Institute History
Description
With a lingering drip of sweat, the early trickle of coming rain and the serendipity of a blooming lotus, the three seasons of Vietnam are set in motion: each unfolding to tell the intertwining stories of three destined individuals in post-war, modern day Saigon(Ho Chi Ming City).
The Dry Season is the harsh portrayal of a cyclo("rickshaw-like" three wheeled bicycle taxi) driver who falls in love with a high society call girl he rides home every night during the hot, dry months. She instead sees her pathway out of poverty in the foreign men she sleeps with and desires to be like them. Through his story we witness the lives of the underclass who live in the shadows of a growing city. Their existence is in the back alleys, behind the rising hotels and skyscrapers seen by them as "the other world".
The Wet Season follows the adventures of an eight-year old street urchin for one rainy night as he loses his wooden peddling case and wanders the city to find it. Without his case identity is lost, becoming invisible in his own streets. In his night of drifting, he inadvertently saves another street urchin, a six-year old orphaned girl who ends up following him for the remainder of the wet night. Although never exchanging a single word, a bond grows as they find simple comfort in each other's presence. They are Buoi Doi(children of dust) and the night world of Saigon, with its return of drug dealers, prostitutes, sleazy bars and crowded nightclubs, is revealed through their eyes.

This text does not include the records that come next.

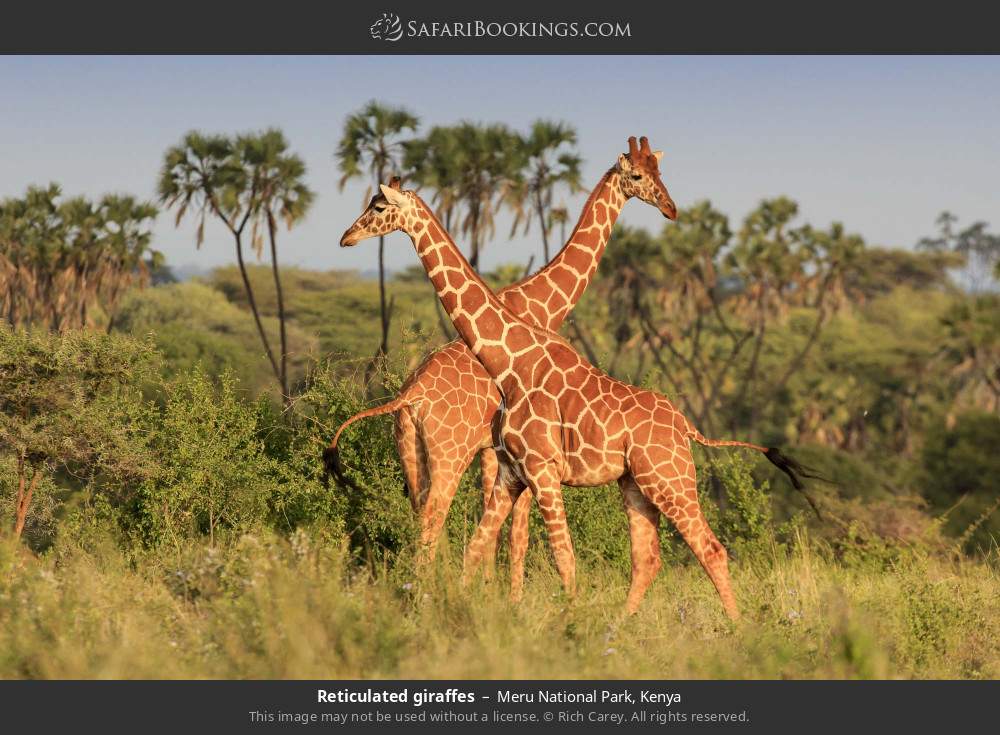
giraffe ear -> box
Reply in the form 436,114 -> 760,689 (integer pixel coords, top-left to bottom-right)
378,184 -> 406,207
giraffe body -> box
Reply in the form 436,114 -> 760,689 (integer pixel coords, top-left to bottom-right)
341,141 -> 766,618
332,140 -> 676,576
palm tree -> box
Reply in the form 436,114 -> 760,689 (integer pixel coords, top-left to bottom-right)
336,100 -> 420,365
235,128 -> 316,401
453,122 -> 524,270
511,120 -> 583,263
158,131 -> 285,390
403,127 -> 461,232
97,194 -> 164,334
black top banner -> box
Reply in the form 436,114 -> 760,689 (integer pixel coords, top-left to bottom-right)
0,0 -> 1000,54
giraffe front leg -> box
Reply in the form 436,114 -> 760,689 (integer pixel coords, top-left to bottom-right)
393,406 -> 430,514
419,456 -> 468,564
629,446 -> 740,620
462,478 -> 514,586
479,447 -> 500,579
528,471 -> 576,597
510,488 -> 532,602
618,475 -> 662,615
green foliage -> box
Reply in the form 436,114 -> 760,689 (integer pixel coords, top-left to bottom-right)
0,323 -> 154,540
136,369 -> 282,546
110,280 -> 316,395
921,412 -> 1000,550
0,184 -> 163,329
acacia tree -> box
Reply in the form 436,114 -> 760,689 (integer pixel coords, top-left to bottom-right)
0,184 -> 163,330
0,322 -> 153,538
511,120 -> 583,263
336,100 -> 420,370
917,212 -> 1000,293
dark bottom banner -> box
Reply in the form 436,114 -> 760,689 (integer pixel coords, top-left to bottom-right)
0,681 -> 1000,733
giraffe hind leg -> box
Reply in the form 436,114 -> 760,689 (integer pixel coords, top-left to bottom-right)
618,475 -> 662,615
629,444 -> 740,620
510,488 -> 532,602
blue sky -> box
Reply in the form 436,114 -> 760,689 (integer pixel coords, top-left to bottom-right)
0,56 -> 1000,270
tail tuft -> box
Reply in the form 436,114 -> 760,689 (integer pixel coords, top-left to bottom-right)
323,446 -> 362,492
764,447 -> 827,520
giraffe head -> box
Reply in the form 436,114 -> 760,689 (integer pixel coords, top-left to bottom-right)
340,176 -> 416,247
617,136 -> 677,220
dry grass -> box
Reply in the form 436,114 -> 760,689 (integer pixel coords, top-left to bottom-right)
0,533 -> 1000,679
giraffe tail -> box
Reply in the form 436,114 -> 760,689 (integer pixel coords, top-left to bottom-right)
323,393 -> 410,492
688,427 -> 827,520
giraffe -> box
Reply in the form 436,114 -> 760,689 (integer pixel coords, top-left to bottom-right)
327,137 -> 677,597
341,170 -> 816,620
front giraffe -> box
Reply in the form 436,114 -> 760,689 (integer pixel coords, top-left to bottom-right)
341,175 -> 816,619
327,137 -> 677,596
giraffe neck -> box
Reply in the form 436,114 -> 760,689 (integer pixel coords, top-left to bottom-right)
402,195 -> 539,389
501,167 -> 626,331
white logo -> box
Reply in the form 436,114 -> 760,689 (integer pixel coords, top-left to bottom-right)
368,13 -> 403,41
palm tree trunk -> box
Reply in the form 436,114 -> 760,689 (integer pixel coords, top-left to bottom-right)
535,192 -> 549,263
14,459 -> 42,540
267,211 -> 291,405
233,235 -> 281,382
378,235 -> 389,356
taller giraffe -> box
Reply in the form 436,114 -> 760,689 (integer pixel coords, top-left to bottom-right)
327,137 -> 677,580
341,175 -> 816,619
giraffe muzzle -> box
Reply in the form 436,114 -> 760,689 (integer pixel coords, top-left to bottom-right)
340,227 -> 364,248
659,197 -> 677,222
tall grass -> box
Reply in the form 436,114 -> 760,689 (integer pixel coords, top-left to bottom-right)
0,531 -> 1000,679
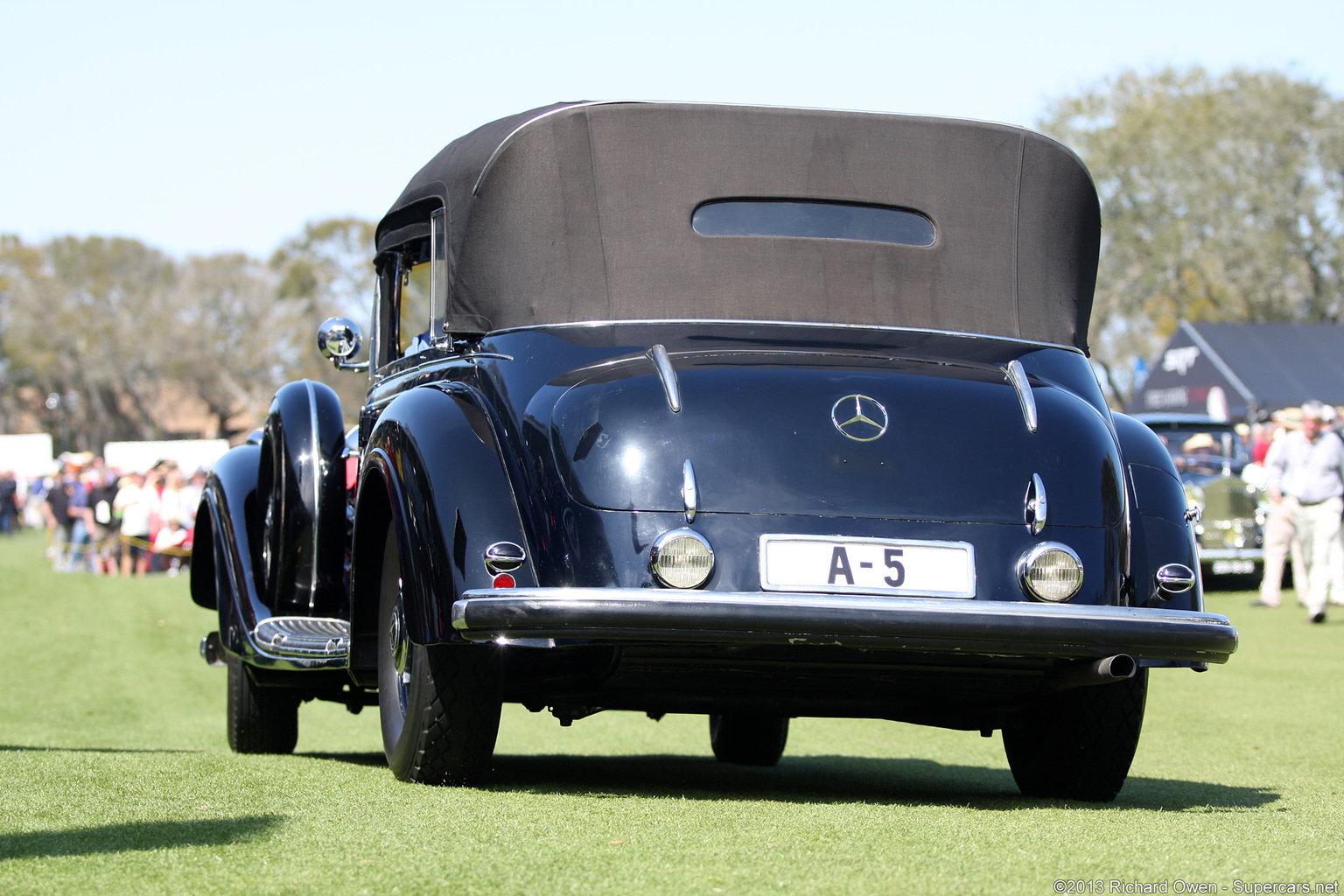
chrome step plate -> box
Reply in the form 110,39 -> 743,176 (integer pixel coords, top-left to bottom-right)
253,617 -> 349,660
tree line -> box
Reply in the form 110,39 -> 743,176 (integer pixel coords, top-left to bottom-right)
1038,68 -> 1344,404
0,68 -> 1344,449
0,218 -> 374,450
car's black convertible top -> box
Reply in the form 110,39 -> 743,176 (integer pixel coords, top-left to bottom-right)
378,102 -> 1101,351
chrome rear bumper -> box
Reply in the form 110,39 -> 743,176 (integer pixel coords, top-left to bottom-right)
453,588 -> 1236,662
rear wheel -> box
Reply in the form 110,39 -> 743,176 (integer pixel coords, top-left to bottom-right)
378,527 -> 501,785
710,712 -> 789,766
226,654 -> 300,753
1004,669 -> 1148,802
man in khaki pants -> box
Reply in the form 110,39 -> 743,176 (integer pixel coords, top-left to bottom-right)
1266,400 -> 1344,622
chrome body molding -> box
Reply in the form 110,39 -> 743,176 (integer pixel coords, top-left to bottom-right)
453,588 -> 1238,662
491,317 -> 1086,357
1199,548 -> 1264,563
1004,359 -> 1040,432
251,617 -> 349,660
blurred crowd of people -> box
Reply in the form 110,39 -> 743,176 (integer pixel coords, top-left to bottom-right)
0,452 -> 206,575
1243,400 -> 1344,623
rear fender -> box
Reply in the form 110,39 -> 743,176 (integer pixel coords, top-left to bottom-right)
256,380 -> 346,617
1114,414 -> 1204,612
351,384 -> 536,653
191,444 -> 270,657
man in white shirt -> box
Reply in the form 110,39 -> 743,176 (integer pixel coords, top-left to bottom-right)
1266,400 -> 1344,623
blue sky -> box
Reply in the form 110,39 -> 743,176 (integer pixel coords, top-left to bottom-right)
0,0 -> 1344,256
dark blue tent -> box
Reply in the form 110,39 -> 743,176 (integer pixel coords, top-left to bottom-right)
1125,321 -> 1344,421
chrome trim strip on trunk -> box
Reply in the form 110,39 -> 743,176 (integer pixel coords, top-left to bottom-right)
1004,359 -> 1040,432
682,459 -> 700,525
453,588 -> 1238,662
644,344 -> 682,414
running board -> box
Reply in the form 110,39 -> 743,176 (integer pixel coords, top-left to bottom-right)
253,617 -> 349,660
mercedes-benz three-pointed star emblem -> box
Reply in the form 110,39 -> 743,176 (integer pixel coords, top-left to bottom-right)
830,395 -> 888,442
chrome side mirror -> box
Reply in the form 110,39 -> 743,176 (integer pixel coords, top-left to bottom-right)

The Growth Season is a lyrical tale of a lotus picker who comes to the city every morning to sell her white flowers. Although it has been a season of abundance, her simple livelihood is threatened by an emerging company that mass produces plastic lotuses which neither wilt nor die. Along, the way, she befriends the master of the plantation, an eccentric poet whose self-punishment keeps him hidden from the outside world. Told with poetic songs and songful poems, their friendship initiates from coincidence , but finalizes through fate. The story ultimately acts as a metaphor for those outcast by a disaffecting society.
With the subtly of changing seasons, the three stories interweave together into a single , cohesive narrative representation of a people trying to find their place within the changes of an industrializing society.